TANAHBUMBU, Kalimantanlive.com – Anggota Komisi II DPRD Kalsel Muhammad Yani Helmi, bersyukur apabila penerimaan program relaksasi 50 persen pembayaran pajak kendaraan bermotor (PKB) hingga 21 Desember 2021 yang dijalankan Pemprov Kalsel mampu terealisasi sesuai target.
“Kalau memang tercapai ya Alhamdulillah, artinya dorongan melalui sosialisasi yang digelar juga berdampak besar terhadap penerimaan sebagai penyumbang Pendapatan Asli Daerah (PAD),” ujarnya kepada wartawan, usai menggelar Sosialisasi Perundang-undangan (Sosper) Perda Nomor 5 Tahun 2011 terkait Pajak Daerah, di Kelurahan Gunung Tinggi, Kecamatan Batulicin, Kabupaten Tanah Bumbu, Jumat (3/12/2021) sore.
BACA JUGA:
Yani Helmi Minta Pemerintah Libatkan Warga Pesisir Ikut Kelola Rehabilitasi Mangrove di Kalsel
Program relaksasi yang diberlakukan mulai dari 9 Agustus – 9 Oktober 2021 lalu memberikan respon positif terhadap penerimaan pajak meski merangkak.

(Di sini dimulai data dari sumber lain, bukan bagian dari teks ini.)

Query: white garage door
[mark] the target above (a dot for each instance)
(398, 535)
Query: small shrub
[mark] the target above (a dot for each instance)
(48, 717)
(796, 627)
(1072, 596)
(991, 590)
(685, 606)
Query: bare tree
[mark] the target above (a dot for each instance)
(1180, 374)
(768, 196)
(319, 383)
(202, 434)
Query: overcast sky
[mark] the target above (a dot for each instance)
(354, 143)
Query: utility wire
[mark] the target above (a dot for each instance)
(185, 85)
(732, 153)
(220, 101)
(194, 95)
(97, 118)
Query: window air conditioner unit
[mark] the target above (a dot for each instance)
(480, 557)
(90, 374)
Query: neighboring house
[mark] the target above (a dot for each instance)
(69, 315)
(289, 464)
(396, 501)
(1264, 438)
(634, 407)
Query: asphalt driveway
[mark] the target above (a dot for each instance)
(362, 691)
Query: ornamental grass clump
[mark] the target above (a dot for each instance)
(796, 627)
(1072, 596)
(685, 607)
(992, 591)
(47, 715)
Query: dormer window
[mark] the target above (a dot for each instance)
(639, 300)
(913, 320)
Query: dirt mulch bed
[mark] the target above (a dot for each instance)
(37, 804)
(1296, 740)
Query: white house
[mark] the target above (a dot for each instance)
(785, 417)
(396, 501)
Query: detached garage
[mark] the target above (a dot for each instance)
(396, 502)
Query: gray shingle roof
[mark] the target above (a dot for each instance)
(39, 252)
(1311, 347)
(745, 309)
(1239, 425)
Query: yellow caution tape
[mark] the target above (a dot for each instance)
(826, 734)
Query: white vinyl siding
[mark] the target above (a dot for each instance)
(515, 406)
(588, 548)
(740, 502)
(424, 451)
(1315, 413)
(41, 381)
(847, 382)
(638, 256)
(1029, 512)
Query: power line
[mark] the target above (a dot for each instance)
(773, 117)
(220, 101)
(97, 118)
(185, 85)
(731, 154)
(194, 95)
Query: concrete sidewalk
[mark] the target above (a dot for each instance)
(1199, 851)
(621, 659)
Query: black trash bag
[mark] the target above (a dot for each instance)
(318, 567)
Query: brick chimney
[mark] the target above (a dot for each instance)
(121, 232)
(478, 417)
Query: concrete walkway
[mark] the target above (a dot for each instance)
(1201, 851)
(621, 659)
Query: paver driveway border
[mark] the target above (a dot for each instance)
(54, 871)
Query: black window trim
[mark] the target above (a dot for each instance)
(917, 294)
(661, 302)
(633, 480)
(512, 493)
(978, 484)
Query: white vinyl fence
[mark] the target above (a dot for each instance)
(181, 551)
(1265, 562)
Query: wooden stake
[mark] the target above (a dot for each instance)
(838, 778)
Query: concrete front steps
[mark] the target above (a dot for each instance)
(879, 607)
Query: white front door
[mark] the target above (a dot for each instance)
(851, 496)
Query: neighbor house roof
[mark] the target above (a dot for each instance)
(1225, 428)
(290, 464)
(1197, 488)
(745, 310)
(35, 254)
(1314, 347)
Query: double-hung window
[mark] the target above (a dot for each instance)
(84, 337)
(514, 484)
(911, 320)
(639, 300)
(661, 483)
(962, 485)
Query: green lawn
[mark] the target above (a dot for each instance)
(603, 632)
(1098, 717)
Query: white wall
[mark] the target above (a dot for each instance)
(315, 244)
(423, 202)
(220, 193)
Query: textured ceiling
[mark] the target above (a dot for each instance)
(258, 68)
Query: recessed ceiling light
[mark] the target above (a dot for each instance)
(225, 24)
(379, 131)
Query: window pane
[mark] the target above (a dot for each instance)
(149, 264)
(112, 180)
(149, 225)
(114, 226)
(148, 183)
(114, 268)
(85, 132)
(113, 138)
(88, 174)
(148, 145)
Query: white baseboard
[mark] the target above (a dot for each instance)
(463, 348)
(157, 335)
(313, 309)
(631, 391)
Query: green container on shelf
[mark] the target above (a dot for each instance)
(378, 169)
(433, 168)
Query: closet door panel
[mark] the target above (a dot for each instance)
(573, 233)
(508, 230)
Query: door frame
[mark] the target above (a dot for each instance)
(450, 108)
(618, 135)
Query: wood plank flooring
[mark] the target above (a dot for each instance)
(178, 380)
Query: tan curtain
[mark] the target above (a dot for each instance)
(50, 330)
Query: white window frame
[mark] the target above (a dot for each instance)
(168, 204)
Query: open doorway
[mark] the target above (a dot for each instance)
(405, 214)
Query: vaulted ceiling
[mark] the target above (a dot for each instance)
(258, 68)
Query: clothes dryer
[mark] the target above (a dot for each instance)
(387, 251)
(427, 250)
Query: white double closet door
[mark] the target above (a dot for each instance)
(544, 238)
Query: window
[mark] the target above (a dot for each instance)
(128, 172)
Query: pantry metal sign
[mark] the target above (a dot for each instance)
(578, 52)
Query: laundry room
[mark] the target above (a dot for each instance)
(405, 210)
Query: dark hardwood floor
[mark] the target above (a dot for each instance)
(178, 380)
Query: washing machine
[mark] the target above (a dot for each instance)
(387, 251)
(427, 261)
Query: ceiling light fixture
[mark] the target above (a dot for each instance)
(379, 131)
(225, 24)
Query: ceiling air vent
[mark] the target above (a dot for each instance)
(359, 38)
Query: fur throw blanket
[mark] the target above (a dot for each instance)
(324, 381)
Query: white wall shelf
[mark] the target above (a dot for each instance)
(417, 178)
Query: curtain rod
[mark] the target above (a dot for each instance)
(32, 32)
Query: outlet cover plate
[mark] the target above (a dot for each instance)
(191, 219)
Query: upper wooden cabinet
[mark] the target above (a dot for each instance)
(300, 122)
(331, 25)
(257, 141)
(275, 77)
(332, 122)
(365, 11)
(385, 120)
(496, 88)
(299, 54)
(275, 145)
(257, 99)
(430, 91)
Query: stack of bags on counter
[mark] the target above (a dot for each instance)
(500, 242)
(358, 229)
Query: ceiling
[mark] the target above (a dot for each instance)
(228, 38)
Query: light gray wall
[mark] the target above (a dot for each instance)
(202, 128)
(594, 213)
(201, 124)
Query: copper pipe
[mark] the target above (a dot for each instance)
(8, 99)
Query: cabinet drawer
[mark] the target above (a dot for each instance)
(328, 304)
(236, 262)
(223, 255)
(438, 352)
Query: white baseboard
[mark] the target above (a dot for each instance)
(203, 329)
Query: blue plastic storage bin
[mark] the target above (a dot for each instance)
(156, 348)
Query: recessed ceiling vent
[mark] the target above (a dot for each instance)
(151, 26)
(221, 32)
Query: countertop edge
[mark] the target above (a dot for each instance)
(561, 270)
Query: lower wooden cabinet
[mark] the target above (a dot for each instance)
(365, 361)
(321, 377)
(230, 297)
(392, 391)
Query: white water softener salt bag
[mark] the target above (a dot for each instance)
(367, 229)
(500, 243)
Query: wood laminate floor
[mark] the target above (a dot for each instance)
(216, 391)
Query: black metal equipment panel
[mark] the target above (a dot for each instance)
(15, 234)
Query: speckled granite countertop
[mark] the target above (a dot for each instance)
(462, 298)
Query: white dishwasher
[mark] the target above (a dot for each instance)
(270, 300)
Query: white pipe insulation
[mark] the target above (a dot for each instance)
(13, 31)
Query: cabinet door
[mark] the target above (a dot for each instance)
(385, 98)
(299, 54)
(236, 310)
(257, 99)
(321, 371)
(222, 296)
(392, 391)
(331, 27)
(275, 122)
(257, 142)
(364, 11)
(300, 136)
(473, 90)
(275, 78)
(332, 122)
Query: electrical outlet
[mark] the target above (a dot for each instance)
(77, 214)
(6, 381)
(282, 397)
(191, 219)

Akan tetapi, Pemprov kembali melanjutkan dengan program 21/21 Bauntung, secara bertahap pergerakannya pun sudah mulai terlihat membaik.
“Maka dari itu, kita sebagai anggota DPRD Kalsel sebenarnya turun gunung untuk menyampaikan sosialisasi ini terkait program relaksasi agar mendorong masyarakat untuk memaksimalkan penerimaan yang berlaku hingga 21 Desember 2021 mendatang,” jelas Wakil Ketua dari Fraksi Partai Golkar DPRD Kalsel yang akrab disapa Paman Yani itu.

Menurut Yani Helmi, yang membidangi ekonomi dan keuangan di Komisi II DPRD Kalsel, bahwa inisasi program Pemprov melalui Gubernur, Sahbirin Noor, merupakan langkah tepat sebagai pendukung utama optimalisasi pendapatan asli daerah (PAD) di provinsi ini.
“Kita harapkan program 21/21 Bauntung yang dijalankan ini mampu berjalan maksimal,” tutupnya.